Inflationary factors have not had a significant effect on our
operations. We attempt to pass on increased costs and expenses incurred in
our medical products division by increasing selling prices when and where
possible. In our dialysis division, revenue per dialysis treatment is subject
to reimbursement rates established and regulated by the federal government.
These rates do not automatically adjust for inflation. Any rate adjustments
relate to legislation and executive and Congressional budget demands, and
have little to do with the actual cost of doing business. Therefore, dialysis
services revenues cannot be voluntarily increased to keep pace with increases
in supply costs or nursing and other patient care costs. Increased operating
costs without a corresponding increase in reimbursement rates may adversely
affect Dialysis Corporation of America's and, accordingly, our future
earnings.

Item 3. Quantitative and Qualitative Disclosure About Market Risk

We are exposed to market risks from changes in interest rates. We have
exposure to both rising and falling interest rates.

Sensitivity of results of operations to interest rate risks on our
investments is managed by conservatively investing liquid funds in short-term
government securities and interest bearing accounts at financial institutions
in which we had approximately $6,496,000 invested as of June 30, 2003. A 15%
relative decrease in rates on our period-end investments would result in a
negative annual impact of approximately $2,000 on our results of operations
for the first half of 2003.

We have an interest rate exposure on debt agreements with variable
interest rates of which we had approximately $1,340,000 of such debt
outstanding as of June 30, 2003. A 15% relative increase in interest rates
on our period-end variable rate debt would result in a negative annual impact
of approximately $2,000 on our results of operations for the first half of
2003.

Item 4. Controls and Procedures

As of the end of the period of this quarterly report on Form 10-Q for
the second quarter ended June 30, 2003, management carried out an evaluation,
under the supervision and with the participation of our Chief Executive
Officer and President, and the Vice President of Finance, who is also our
Principal Financial Officer, of the effectiveness of the design and operation
of the company's disclosure controls and procedures pursuant to Rule 13a-15
of the Securities Exchange Act of 1934 (the "Exchange Act"), which disclosure
controls and procedures are designed to ensure that information required to
be disclosed by the company in the reports that it files under the



Exchange Act, as is this quarterly report on Form 10-Q, is recorded,
processed, summarized and reported within required time periods specified by
the SEC's rules and forms.
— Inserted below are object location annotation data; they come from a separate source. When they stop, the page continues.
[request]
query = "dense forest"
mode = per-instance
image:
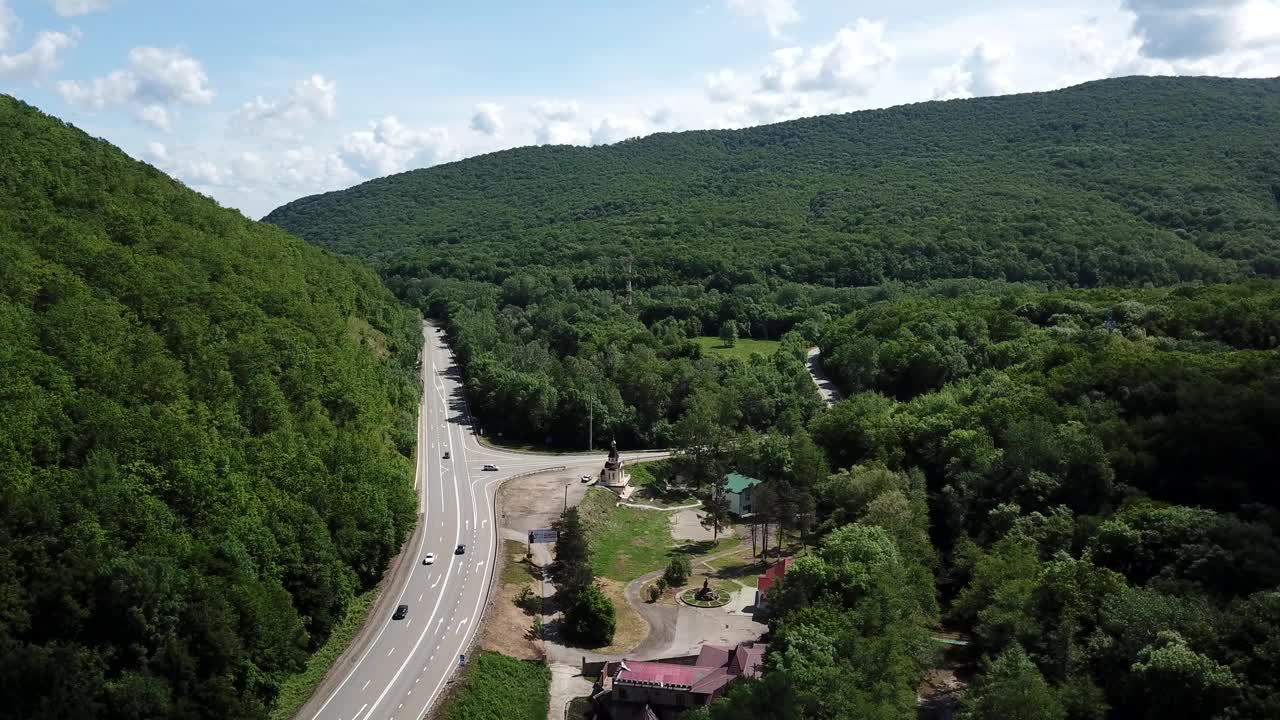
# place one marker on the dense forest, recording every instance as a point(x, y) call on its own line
point(1056, 323)
point(528, 253)
point(205, 438)
point(1083, 481)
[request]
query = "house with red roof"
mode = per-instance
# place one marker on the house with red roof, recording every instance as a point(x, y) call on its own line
point(661, 689)
point(767, 580)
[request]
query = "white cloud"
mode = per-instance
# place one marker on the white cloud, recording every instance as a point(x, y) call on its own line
point(1194, 30)
point(155, 77)
point(248, 167)
point(554, 110)
point(156, 117)
point(156, 151)
point(662, 114)
point(798, 82)
point(556, 123)
point(776, 14)
point(615, 128)
point(42, 58)
point(169, 76)
point(205, 172)
point(851, 63)
point(981, 72)
point(487, 119)
point(8, 22)
point(310, 101)
point(307, 169)
point(389, 146)
point(726, 86)
point(73, 8)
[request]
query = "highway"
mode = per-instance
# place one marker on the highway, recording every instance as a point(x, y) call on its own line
point(403, 669)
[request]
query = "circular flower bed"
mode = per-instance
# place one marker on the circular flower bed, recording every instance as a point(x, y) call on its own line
point(690, 597)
Based upon that evaluation, our Chief Executive
Officer and President and our Vice President of Finance and Principal
Financial Officer concluded that the company's disclosure controls and
procedures are effective in timely alerting them to material information
relating to the company, including its consolidated subsidiaries, required to
be included in the company's periodic SEC filings.
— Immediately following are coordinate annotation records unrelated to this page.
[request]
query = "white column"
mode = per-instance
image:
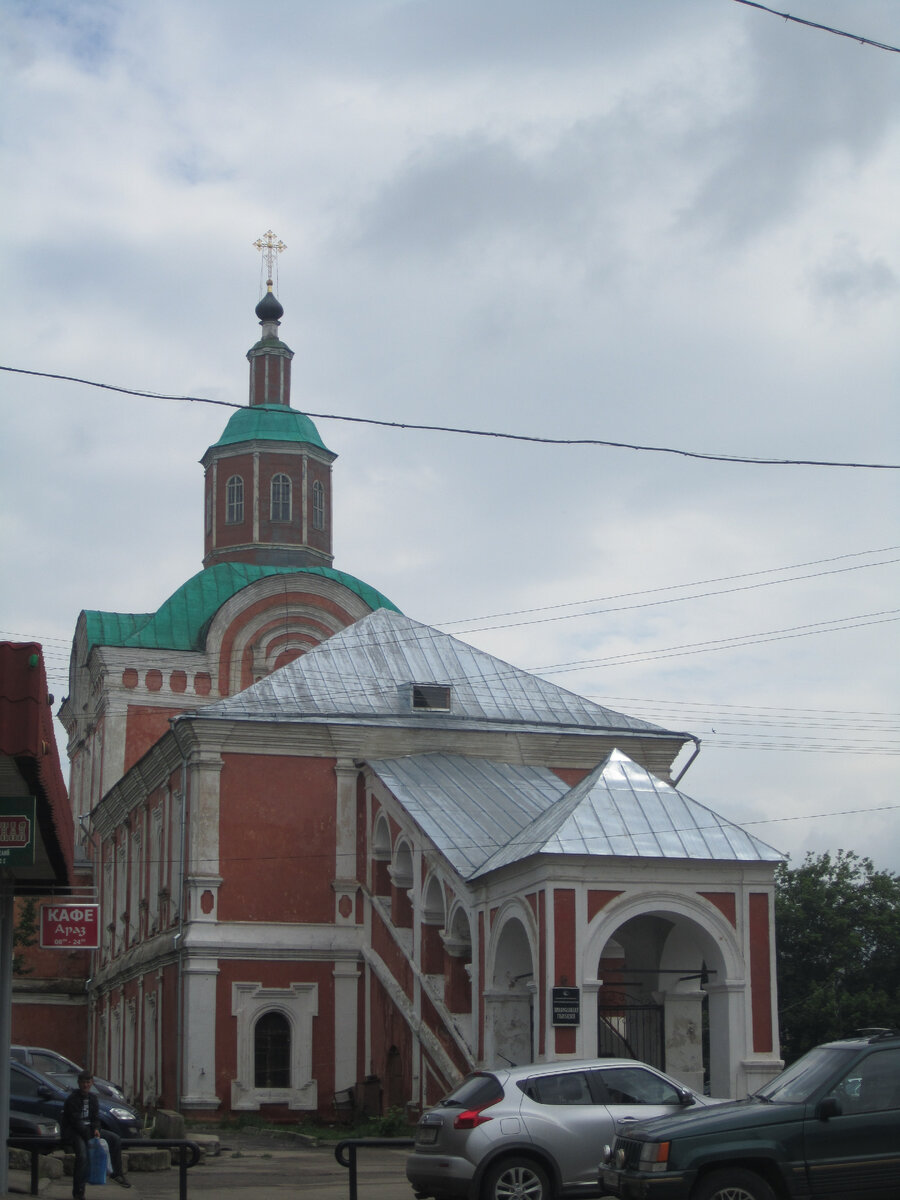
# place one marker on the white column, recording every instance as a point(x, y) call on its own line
point(346, 1024)
point(198, 1084)
point(345, 883)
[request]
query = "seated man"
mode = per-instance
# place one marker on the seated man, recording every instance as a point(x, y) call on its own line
point(78, 1123)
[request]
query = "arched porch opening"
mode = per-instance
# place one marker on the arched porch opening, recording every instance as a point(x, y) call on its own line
point(432, 921)
point(671, 993)
point(509, 995)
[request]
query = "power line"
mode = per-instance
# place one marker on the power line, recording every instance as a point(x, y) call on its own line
point(485, 433)
point(675, 587)
point(826, 29)
point(652, 604)
point(723, 643)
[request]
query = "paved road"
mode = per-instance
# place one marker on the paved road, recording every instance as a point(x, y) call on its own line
point(256, 1168)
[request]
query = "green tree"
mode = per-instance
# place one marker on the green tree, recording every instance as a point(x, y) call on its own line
point(24, 934)
point(838, 929)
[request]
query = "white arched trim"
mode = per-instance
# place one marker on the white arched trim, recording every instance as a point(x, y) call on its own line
point(299, 1005)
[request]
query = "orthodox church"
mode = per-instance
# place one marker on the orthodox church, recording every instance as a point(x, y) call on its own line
point(341, 853)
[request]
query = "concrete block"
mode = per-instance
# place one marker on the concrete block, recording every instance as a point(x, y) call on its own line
point(145, 1159)
point(168, 1125)
point(48, 1167)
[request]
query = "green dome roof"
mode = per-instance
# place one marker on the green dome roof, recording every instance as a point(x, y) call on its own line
point(183, 621)
point(270, 423)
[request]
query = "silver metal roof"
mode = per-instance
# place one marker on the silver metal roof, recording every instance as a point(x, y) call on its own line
point(469, 808)
point(366, 671)
point(485, 815)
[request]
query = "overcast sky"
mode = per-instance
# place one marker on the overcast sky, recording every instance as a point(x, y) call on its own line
point(663, 222)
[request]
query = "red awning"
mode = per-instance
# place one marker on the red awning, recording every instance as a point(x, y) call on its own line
point(27, 736)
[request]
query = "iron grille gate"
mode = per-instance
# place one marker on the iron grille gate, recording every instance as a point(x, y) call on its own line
point(633, 1031)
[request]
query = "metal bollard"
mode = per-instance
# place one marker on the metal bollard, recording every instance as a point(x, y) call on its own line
point(346, 1153)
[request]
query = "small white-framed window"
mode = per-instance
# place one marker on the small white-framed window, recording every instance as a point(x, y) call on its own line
point(271, 1050)
point(280, 498)
point(234, 501)
point(264, 1017)
point(431, 696)
point(318, 505)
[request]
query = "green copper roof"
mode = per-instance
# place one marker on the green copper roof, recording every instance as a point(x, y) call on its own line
point(183, 621)
point(270, 423)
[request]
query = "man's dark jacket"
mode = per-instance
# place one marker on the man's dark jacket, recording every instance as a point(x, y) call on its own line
point(72, 1123)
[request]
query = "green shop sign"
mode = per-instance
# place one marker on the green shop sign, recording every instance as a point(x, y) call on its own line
point(17, 831)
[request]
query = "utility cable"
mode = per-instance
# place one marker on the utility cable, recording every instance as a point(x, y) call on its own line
point(487, 433)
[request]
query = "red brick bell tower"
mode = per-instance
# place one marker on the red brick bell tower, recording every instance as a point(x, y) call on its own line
point(268, 484)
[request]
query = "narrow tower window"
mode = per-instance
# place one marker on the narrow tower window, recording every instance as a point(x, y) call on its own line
point(234, 501)
point(318, 505)
point(280, 505)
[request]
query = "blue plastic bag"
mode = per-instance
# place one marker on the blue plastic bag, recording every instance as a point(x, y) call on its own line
point(97, 1161)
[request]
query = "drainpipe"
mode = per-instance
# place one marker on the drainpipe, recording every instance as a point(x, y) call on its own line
point(683, 772)
point(179, 936)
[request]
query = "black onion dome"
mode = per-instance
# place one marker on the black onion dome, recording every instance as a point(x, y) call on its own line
point(269, 309)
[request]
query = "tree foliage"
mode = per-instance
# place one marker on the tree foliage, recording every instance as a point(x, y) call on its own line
point(838, 927)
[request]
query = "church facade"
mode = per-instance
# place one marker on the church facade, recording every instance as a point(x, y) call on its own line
point(333, 845)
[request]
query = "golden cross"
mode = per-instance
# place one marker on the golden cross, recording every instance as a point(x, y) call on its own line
point(269, 246)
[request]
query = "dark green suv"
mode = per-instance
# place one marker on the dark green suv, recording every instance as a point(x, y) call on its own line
point(827, 1128)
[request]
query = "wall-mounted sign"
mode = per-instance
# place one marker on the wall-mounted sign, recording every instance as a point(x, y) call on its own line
point(17, 831)
point(567, 1006)
point(70, 927)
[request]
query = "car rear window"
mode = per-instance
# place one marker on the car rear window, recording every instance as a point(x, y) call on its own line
point(803, 1078)
point(567, 1087)
point(634, 1085)
point(473, 1092)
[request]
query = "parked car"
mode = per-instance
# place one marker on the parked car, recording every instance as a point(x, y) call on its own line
point(36, 1093)
point(827, 1127)
point(534, 1131)
point(60, 1069)
point(27, 1125)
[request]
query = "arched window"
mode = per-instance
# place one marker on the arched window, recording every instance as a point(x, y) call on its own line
point(318, 505)
point(234, 501)
point(271, 1051)
point(280, 498)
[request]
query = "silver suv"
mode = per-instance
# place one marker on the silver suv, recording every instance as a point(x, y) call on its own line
point(534, 1132)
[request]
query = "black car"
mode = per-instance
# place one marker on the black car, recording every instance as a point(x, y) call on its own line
point(28, 1125)
point(61, 1071)
point(827, 1128)
point(33, 1092)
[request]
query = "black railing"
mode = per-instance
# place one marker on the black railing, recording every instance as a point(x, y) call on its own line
point(346, 1152)
point(45, 1145)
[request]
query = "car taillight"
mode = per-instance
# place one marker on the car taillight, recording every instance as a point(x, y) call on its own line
point(473, 1117)
point(654, 1156)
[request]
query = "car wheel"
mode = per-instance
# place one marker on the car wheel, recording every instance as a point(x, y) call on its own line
point(516, 1179)
point(733, 1185)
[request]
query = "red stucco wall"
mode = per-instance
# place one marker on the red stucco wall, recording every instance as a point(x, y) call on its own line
point(276, 838)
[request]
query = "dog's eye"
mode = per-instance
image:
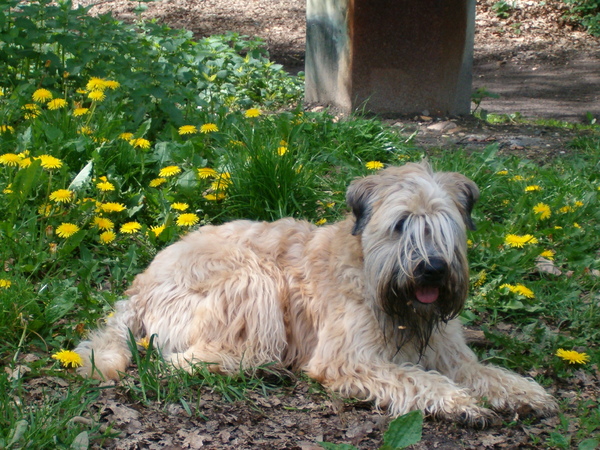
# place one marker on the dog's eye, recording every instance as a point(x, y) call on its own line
point(399, 227)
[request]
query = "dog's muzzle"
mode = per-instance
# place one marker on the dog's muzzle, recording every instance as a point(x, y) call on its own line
point(429, 276)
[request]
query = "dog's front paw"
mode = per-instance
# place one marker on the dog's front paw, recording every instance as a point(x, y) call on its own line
point(463, 409)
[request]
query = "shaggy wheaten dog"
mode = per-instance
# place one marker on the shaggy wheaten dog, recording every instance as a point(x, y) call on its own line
point(365, 306)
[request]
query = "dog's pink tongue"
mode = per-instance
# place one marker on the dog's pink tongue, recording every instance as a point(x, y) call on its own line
point(427, 294)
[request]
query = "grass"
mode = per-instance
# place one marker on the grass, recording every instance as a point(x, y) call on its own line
point(87, 198)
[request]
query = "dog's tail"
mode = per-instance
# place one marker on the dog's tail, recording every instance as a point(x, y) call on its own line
point(106, 352)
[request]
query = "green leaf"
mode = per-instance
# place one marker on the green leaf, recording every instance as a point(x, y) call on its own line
point(17, 432)
point(81, 441)
point(589, 444)
point(83, 177)
point(61, 305)
point(404, 431)
point(331, 446)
There were no significant changes in internal controls over financial
reporting during our most recent fiscal quarter, or in other factors that
have materially affected or are reasonably likely to materially affect,
internal controls over financial reporting, including any corrective actions
with regard to significant deficiencies and material weaknesses, of which
there were none.



PART II -- OTHER INFORMATION
------------------------------

Item 1. Legal Proceedings
- ------ -----------------

The litigation initiated by the company in August, 2002, against its
former subsidiary, Viragen, Inc., in the Circuit Court of the Seventeenth
Judicial Circuit, Broward County, Florida, for breach of a royalty agreement
relating to sales by Viragen and its affiliates of licensed products,
including interferon and all products or any substance or group of substances
which involve or include interferon, has been settled. The mediation
settlement agreement provides:

o Viragen (which includes affiliates) agrees to our construction of the
royalty agreement as confirmed by the court

o Viragen shall pay royalties to us on sales of all products containing
interferon as defined in the royalty agreement, regardless of whether
the products are developed by Viragen or any subsidiaries, affiliates
or affiliated companies acquired in the future

o Viragen paid us $30,000 on August 1, 2003

o Viragen agreed to pay us $30,000, plus 5% interest on $60,000 by
August 1, 2004

o Viragen agreed to pay us $30,000, plus 5% interest on $30,000 by
August 1, 2005

The litigation was dismissed with prejudice except to enforce the terms
of the settlement.

Item 6. Exhibits and Reports on Form 8-K
- ------ --------------------------------

(a) Exhibits

(31) Rule 13a-14(a)/15d-14(a) Certifications

(i) Certification of the Chief Executive Officer pursuant to
Rule 13a-14(a) of the Securities Exchange Act of 1934.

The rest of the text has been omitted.